Number Theory and Distributed Ledger Technology(Block Chain)
In this lecture, I will discuss about what 'Distributed Ledger Technology' is, application of distributed and the mathematics behind it. In the end, there will be short exercise regarding the technology used to build DLT
Brief History of Ledger
Before we talk about the what is a Distributed Ledger Technology, it is important to talk about what a ledger is and the history of it.
In a nutshell, a ledger is a bookkeeping of transactions, mainly used for accounting purposes. The purpose is to record fiancial related history such as money transactions, exchanges regarding assets and etc that cannot be tampered with. According to https://bitemycoin.com/opinion/ledger-nomics/ first ever recorded ledger was found in Mesopotamia around 5000 BC (roughly 7000 years ago!) It's purpose was to act as centralized bank of recording transactions.

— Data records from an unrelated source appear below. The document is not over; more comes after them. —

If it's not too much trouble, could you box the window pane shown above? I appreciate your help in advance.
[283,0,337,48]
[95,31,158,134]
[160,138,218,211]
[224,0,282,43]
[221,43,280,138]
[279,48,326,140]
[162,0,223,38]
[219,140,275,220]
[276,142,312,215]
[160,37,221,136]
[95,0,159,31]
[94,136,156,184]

Decentralization of Data and Blockchain
If you are a customer of a bank, i.e) JP Morgan Chase (where I bank at), J.P Morgan Chase has centralized database that is secured and encrypted that is only available to you. This is a centralized ledger system where a user or a customer goes through the source that they trust in order to access information, disclosed to the public. However, despite security and government backed insurance such as FDIC, there are vulnerabilities to centralized ledgers. According to https://www.businessinsider.com/jpmorgan-hacked-bank-breach-2015-11, in 2014, JP Morgan Chase was a victim of largest theft of customer data in the history of US financial institutions, where data of over 100 million customers were breached and stolen.
With the evolution of internet, this is where decentralization of data/information base comes in. People are not only able to access database regarding informations such as news through online platforms, but people are also able to produce and distribute information. https://www.wikipedia.org/ is a great example of user created and distributed information and content. Emerging of the internet allowed decentralization of the information and database and recording of transaction(ledger) is not exempt from it either.
Currently, platforms such as Wikipedia has thousands of editors, updating latest information by each minute by creating pages for new information or editing pages in currently existing pages. How does this work in decentralized "Distributed Ledger" ??? In distributed ledger technology, you are able to add a "block" that consists of information regarding transcations availabe to public to existing "chain" of blocks. Such ditributed ledger technology is called "Blockchain" and there are thousands of computers with powerful computing capability called "miners" that mine such data to build blocks to add to ledgers that are shared with public.
Blockchain and Bitcoin
In the previous "block" of text that I wrote previously, I briefly explained how Distributed Ledger Technology works and the application of it, which is Blockchain. On this "block" of information, I will talk more in details of "Blockchain".
In a nutshell, blockchain is a decentralized network of chains of ledgers that contains transaction between users within the network, that is available to the public. Powerful computers known as "miners" collect information regarding transactions, create them into a block, linking them to existing blocks, which formed chained ledger, available to the public.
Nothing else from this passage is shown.